The impact of the recommendations
The council commissioned KPMG to undertake analysis of three of its key recommendations – abolishing the safe harbour steps, introducing Letters of Advice and simplifying the categories of advice.
It says KPMG’s modelling shows that not only will the cost of providing advice be reduced, but advisers will also have more time to spend with new and existing clients.
The recommendations will reduce the cost of providing financial advice per client from $5,334 to $3,466
KPMG’s analysis shows the FSC’s key recommendations:
- Will reduce the cost of providing financial advice per client from $5,334 to $3,466
- Would save financial advisers up to 32 percent of time when providing advice to clients
- Allow advisers to provide advice to up to an additional 44 new clients each year
- Enable advisers to produce 2.2 Letters of Advice as opposed to 1.5 Statements of Advice per adviser per week
- Reduce the time required to complete the advice process from 23.9 hours to under 16.8 hours per client
Loane says the FSC’s recommended reforms, if implemented, could generate cost savings for the advice industry of $91 billion over 20 years.
She says the FSC has welcomed “the strong support and constructive feedback” it received from the advice industry, consumer advocates and its members after having opened this current debate with its Green Paper in April (see: FSC Seeks Adviser Input on New Paper on Financial Advice.)
“We now want to see the past few years of significant reform and professionalisation of the sector rewarded with a regulatory framework that trusts advisers’ professional judgment,” says Loane.
*The Safe Harbour recommendation
The white paper says the removal of the safe harbour steps should be the first priority of the Government “to enable a principles-based advice model under the existing regulatory framework”.
It states that compliance with these steps, introduced as a requirement for meeting the Best Interests Duty in 2013, is a key driver of cost and prohibitive to enabling limited advice to be provided to consumers.
“The steps impose specific obligations on the provision of personal advice that must be followed to meet the best interests of the consumer.
…low risk financial advice on simple issues is commercially unviable for many advice businesses
“This means that low risk financial advice on simple issues is commercially unviable for many advice businesses because for such advice to be compliant, it would require the advice to have factored in any other circumstances under Section 961B(2)(g) of the Corporations Act 2001.”

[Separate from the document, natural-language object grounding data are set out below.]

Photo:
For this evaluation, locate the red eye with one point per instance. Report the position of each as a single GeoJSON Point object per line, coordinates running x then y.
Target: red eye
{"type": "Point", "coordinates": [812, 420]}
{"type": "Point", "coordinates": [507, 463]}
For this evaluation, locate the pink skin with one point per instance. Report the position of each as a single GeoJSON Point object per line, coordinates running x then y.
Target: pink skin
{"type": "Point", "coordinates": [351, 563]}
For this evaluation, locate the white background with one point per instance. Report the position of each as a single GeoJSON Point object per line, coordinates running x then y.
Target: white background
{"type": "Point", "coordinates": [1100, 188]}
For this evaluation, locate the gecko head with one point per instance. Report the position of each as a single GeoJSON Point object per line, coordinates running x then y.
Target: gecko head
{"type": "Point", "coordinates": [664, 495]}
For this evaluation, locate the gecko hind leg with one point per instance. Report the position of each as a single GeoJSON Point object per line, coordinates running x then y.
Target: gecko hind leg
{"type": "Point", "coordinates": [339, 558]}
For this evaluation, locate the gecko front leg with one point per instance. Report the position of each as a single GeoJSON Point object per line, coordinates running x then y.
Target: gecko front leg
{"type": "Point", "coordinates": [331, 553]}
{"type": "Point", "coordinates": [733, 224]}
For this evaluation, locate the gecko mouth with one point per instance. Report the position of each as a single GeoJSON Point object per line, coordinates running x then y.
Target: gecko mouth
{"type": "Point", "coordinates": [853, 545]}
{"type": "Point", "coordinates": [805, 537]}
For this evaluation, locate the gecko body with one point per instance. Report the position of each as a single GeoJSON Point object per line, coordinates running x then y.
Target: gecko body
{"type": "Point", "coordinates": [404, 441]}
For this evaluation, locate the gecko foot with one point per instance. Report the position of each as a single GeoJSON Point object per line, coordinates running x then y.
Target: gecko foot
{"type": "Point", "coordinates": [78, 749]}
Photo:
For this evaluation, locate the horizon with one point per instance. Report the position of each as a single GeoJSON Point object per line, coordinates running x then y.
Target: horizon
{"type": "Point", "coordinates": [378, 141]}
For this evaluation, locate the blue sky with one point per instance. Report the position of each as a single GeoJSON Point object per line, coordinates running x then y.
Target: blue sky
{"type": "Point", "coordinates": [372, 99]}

The paper recommends abolishing the safe harbour steps in 2023, immediately following the completion of the Government’s Quality of Financial Advice Review.
In making this recommendation, the paper notes that in practice, the safe harbour steps have resulted in a system where meeting the Best Interests requirement has become a ‘tick-box exercise’.
“Regulators have also deemed advice to not to have complied with the Best Interests Duty if the safe harbour steps are not followed,” it says.
The paper states that the FASEA Code of Ethics should support compliance with the Best Interests Duty but not be the sole overriding measure by which the Best Interests Duty is met.
“ The Best Interests Duty alone should be the overriding legal duty on providers of financial advice. The process for meeting that duty should not be prescribed but based on the principles established in the Code.”